Ciro Gomes na chegada ao aeroporto de Fortaleza nessa sexta-feira (Foto: Tatiana Fortes/ O POVO)

Depositário de 13 milhões de votos nestas eleições, Ciro Gomes (PDT) foi claro ao falar “em preservar um caminho” para o eleitor. O caminho é ele.

Em vídeo neste sábado, o ex-presidenciável sequer repete o que já havia dito logo depois de anunciado o resultado do primeiro turno, no dia 7 de outubro: “Ele, não”.

As declarações de Ciro, parte delas cifrada, sugerem que o pedetista começa na segunda-feira seguinte ao pleito a armar o bote para 2022.

Na véspera de uma eleição acirrada na qual mesmo uma tenaz centrista resolveu descer do muro e apoiar uma das candidaturas em disputa, Ciro fez o caminho inverso.

Consideradas apenas as falas do vídeo de pouco mais de dois minutos, o ex-governador do Ceará subiu no muro, de onde pretende assistir ao desfecho da batalha entre Jair Bolsonaro (PSL) e Fernando Haddad (PT) sem tomar parte.

A seu favor, disse que tinha razões práticas para não escolher um lado. Quais? Ele não falou.

Mas é de se imaginar. Que motivos seriam fortes o bastante para impedir que Ciro queira se associar ao PT na briga contra Bolsonaro, contrariando inclusive garantias dadas por ele de que apoiaria o petista caso não fosse ao segundo turno?

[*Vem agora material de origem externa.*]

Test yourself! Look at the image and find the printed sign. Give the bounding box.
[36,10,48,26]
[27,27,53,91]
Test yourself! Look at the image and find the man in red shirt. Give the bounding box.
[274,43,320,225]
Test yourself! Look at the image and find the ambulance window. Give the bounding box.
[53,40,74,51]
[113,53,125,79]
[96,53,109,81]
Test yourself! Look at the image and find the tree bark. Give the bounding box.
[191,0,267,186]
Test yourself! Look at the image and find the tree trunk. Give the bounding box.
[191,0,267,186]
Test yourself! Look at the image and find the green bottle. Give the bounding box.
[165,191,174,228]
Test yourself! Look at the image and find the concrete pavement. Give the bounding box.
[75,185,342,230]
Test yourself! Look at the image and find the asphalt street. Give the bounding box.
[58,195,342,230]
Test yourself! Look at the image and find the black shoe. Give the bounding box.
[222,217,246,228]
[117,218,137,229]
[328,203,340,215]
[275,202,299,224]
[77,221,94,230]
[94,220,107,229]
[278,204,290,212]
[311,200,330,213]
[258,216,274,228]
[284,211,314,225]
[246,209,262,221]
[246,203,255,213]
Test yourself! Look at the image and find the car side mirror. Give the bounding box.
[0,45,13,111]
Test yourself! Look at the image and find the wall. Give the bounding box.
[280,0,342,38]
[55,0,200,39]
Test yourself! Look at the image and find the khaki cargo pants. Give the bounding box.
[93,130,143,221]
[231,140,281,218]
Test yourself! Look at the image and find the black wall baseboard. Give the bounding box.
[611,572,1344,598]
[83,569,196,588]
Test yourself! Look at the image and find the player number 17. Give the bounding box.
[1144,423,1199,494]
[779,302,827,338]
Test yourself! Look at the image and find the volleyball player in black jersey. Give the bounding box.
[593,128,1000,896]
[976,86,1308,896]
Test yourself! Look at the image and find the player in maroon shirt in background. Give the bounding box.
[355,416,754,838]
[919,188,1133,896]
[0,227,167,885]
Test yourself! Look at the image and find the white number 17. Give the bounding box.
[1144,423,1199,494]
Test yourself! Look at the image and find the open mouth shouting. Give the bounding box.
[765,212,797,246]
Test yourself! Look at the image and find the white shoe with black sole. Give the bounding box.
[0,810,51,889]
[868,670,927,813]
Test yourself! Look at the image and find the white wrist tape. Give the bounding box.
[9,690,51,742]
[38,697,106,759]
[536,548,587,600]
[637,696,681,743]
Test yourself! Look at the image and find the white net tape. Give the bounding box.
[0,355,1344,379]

Sob Ciro, é possível que o PDT trilhe um caminho de independência a partir de agora. As tais razões práticas seriam, portanto, um sinal de ruptura com o petismo, cujo presságio inicial foi o pontapé do senador eleito Cid Gomes durante encontro do PT no Ceará, há duas semanas.

A aposta de Ciro é alta. De um lado, corre o risco de se tornar a nova Marina – não pelas qualidades da ex-ministra, mas pelo ônus de não se posicionar, saindo da corrida ao Planalto menor do que entrou.

Na hora H, mesmo a ex-senadora acabou escolhendo um lado. Foi assim em 2014, quando se colocou junto ao tucano Aécio Neves contra Dilma Rousseff.

É assim agora, ao se enfileirar ao lado de Haddad contra Bolsonaro.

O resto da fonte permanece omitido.